Many years ago, when I spent time in the far north, I worked in a tannery that produced smoked moose hides. We used lime to dehair the hides and glutaraldehyde as a tanning agent. I really learned how to flesh and dehair hides there! It was smelly, heavy, wet work. But even though the chemicals were safe, I still wanted something simpler. Several years ago I regained the itch to tan hides. I experimented with battery acid, which is inexpensive, but somewhat dangerous to use. Another downside is that bugs will eat the acid tanned hides but ignore the brain tanned hide sitting on top of them.
The way I do it is not technically tanning but treating hides. This is the simplest, fastest way to produce a usable product and uses only farm sourced supplies. It is possible to make thin rawhides, such as rabbits’ and goats’, into finished hides in one day. Here is how I do it.
My fleshing beam is a six inch log about six feet long with two legs attached to one end. It angles down to the floor with the bottom end jammed against a wall so it doesn’t move. The fresh hide is draped over it and held in place by my belly pressing the hide to the high end of the log. A fleshing knife or draw knife is used to scrape the hair and flesh off the hide by pushing downhill each stroke. I made an apron out of a feed sack and a length of twine for a neck hanger and another for the waist tie.
I have always used a draw knife to flesh heavy hides. However, scraping the meat and membranes off thinner hides often damaged them. Recently I learned that traditional scrapers were made out of leg bones. Not having one, I split a hickory stick into a square length about 20 inches long. I used it to flesh and dehair my most recent goat hide. What a difference! The hide was undamaged after both sides were processed.

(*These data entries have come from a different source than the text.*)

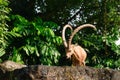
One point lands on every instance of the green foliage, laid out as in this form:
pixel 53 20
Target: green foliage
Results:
pixel 4 10
pixel 34 40
pixel 34 43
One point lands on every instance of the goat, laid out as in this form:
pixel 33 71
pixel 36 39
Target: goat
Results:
pixel 75 52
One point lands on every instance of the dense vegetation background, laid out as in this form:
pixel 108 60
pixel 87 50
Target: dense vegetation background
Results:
pixel 30 31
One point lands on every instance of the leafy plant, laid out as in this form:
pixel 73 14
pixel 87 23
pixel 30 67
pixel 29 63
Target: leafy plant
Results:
pixel 35 42
pixel 4 11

Dehairing is usually accomplished by soaking the hide for several days in a lime or lye solution, or a water soak of several weeks. Instead, I tried a hot water soak. Pigs are often scalded to dehair them. Chickens are also scalded for easier plucking. Hot water at about 120 to 150 degrees loosens the hair in an hour or so. The hide is placed in a bucket and covered in hot water and left until the hairs pull out easily. It generally takes two hours for a goatskin. A rock set on top of the hide keeps it submerged. This worked amazingly well on my goatskin. A little hot water is sprinkled onto the hide as it is dehaired to help the hair keep slipping. At this point I could have stretched the rawhide out and let it dry.
Instead, because I wanted a tanned hide, I hung the hide on a fence rail to partially dry. While it dried, I cut the brains out of the goat’s head. I don’t have a meat saw, so I used a hacksaw. I cut the hide from eyeball to eyeball with a knife to access the bone and then sawed a slot through the skull. I did the same in front of the ears. I pried the skull open and scooped out the brains. In a small bucket I added a little warm water and mashed the brains into a slurry. This was spread evenly onto the half dried hide on the flesh side and allowed to soak in.

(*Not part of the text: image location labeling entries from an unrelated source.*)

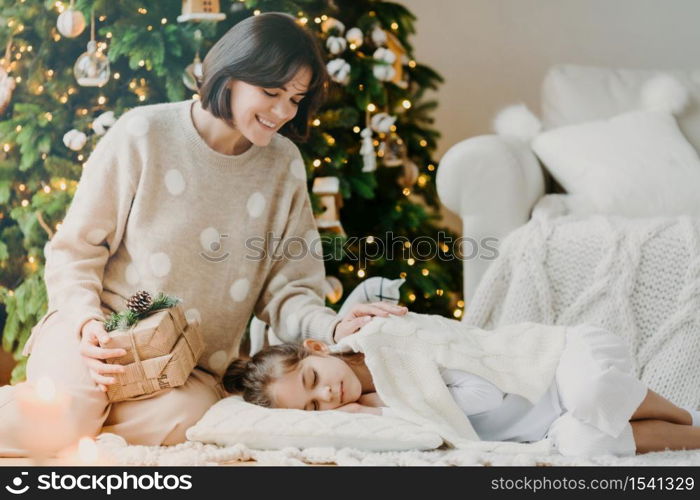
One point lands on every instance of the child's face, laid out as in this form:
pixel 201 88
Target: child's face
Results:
pixel 319 382
pixel 259 113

The next step, breaking the hide, is the most tedious. As the hide dries, I stretch it across the top of a fence post or heavy broomstick handle, rubbing on the hair side. This lets the slurry soak in as the hide dries and stretches. It turns white as it is worked. This must be continued until the hide is dry, dry, dry. If it isn’t dry, the result is a cross between hard leather and rawhide. In the far north, untreated hides were sometimes stretched in a frame and broken as they froze. Then they were left to freeze dry and used as is. If they got wet, the hides became rawhide again. Smoking them made them partially water resistant. I have some unsmoked, brained hides that hardened just from the humidity this summer.

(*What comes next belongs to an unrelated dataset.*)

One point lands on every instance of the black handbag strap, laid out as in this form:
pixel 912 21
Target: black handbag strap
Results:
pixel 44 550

To smoke a hide, I use half rotten or “punky” wood. The idea is to make smoke not heat. A cool fire is essential. Pine knots and cones are very resinous and treat hides the best. However, I just grab what I can find. I build a small smudge fire in a shallow pit and place an old tomato trellis over the hole. I clothespin the hides to the wire frame and place a ratty tarp as a tent over it all. A couple of hours later, after the fire goes out, I have rustic leather. There are better ways to tan a hide than to use brains and smoke. However this is the cheapest, fastest, most rustic farm sourced way to process a hide that I have been able to come up with. I hope this inspires you to take some of the hides from your processing, whether they are rabbit or goat or something else, and try it for yourself.